For classification data sets, the iris
data are used for illustration.
str(iris)
## 'data.frame': 150 obs. of 5 variables:
## $ Sepal.Length: num 5.1 4.9 4.7 4.6 5 5.4 4.6 5 4.4 4.9 ...
## $ Sepal.Width : num 3.5 3 3.2 3.1 3.6 3.9 3.4 3.4 2.9 3.1 ...
## $ Petal.Length: num 1.4 1.4 1.3 1.5 1.4 1.7 1.4 1.5 1.4 1.5 ...
## $ Petal.Width : num 0.2 0.2 0.2 0.2 0.2 0.4 0.3 0.2 0.2 0.1 ...
## $ Species : Factor w/ 3 levels "setosa","versicolor",..: 1 1 1 1 1 1 1 1 1 1 ...
Scatterplot Matrix
library(AppliedPredictiveModeling)
transparentTheme(trans = .4)
library(caret)
featurePlot(x = iris[, 1:4],
y = iris$Species,
plot = "pairs",
## Add a key at the top
auto.key = list(columns = 3))
Scatterplot Matrix with Ellipses
featurePlot(x = iris[, 1:4],
y = iris$Species,
plot = "ellipse",
## Add a key at the top
auto.key = list(columns = 3))
Overlayed Density Plots
transparentTheme(trans = .9)
featurePlot(x = iris[, 1:4],
y = iris$Species,
plot = "density",
## Pass in options to xyplot() to
## make it prettier
scales = list(x = list(relation="free"),
y = list(relation="free")),
adjust = 1.5,
pch = "|",
layout = c(4, 1),
auto.key = list(columns = 3))
Box Plots
featurePlot(x = iris[, 1:4],
y = iris$Species,
plot = "box",
## Pass in options to bwplot()
scales = list(y = list(relation="free"),
x = list(rot = 90)),
layout = c(4,1 ),
auto.key = list(columns = 2))
Scatter Plots
For regression, the Boston Housing data is used:
library(mlbench)
data(BostonHousing)
regVar <- c("age", "lstat", "tax")
str(BostonHousing[, regVar])
## 'data.frame': 506 obs. of 3 variables:
## $ age : num 65.2 78.9 61.1 45.8 54.2 58.7 66.6 96.1 100 85.9 ...

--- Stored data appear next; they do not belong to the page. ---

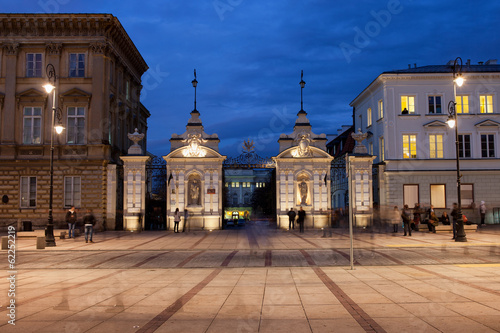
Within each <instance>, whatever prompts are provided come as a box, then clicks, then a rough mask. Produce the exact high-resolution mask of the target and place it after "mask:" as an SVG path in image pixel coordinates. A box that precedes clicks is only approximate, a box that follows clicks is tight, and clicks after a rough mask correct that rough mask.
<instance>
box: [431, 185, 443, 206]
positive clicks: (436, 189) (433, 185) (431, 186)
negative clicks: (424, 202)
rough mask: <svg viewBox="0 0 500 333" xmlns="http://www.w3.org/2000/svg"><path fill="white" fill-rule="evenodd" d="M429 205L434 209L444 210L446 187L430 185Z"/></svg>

## $ lstat: num 4.98 9.14 4.03 2.94 5.33 ...
## $ tax : num 296 242 242 222 222 222 311 311 311 311 ...
When the predictors are continuous, featurePlot
can be used to create scatter plots of each of the predictors with the outcome. For example:
theme1 <- trellis.par.get()
theme1$plot.symbol$col = rgb(.2, .2, .2, .4)
theme1$plot.symbol$pch = 16
theme1$plot.line$col = rgb(1, 0, 0, .7)
theme1$plot.line$lwd <- 2
trellis.par.set(theme1)
featurePlot(x = BostonHousing[, regVar],
y = BostonHousing$medv,
plot = "scatter",
layout = c(3, 1))
Note that the x-axis scales are different. The function automatically uses scales = list(y = list(relation = "free"))
so you don’t have to add it. We can also pass in options to the lattice
function xyplot
. For example, we can add a scatter plot smoother by passing in new options:
featurePlot(x = BostonHousing[, regVar],
y = BostonHousing$medv,
plot = "scatter",
type = c("p", "smooth"),
span = .5,
layout = c(3, 1))
The options degree
and span
control the smoothness of the smoother.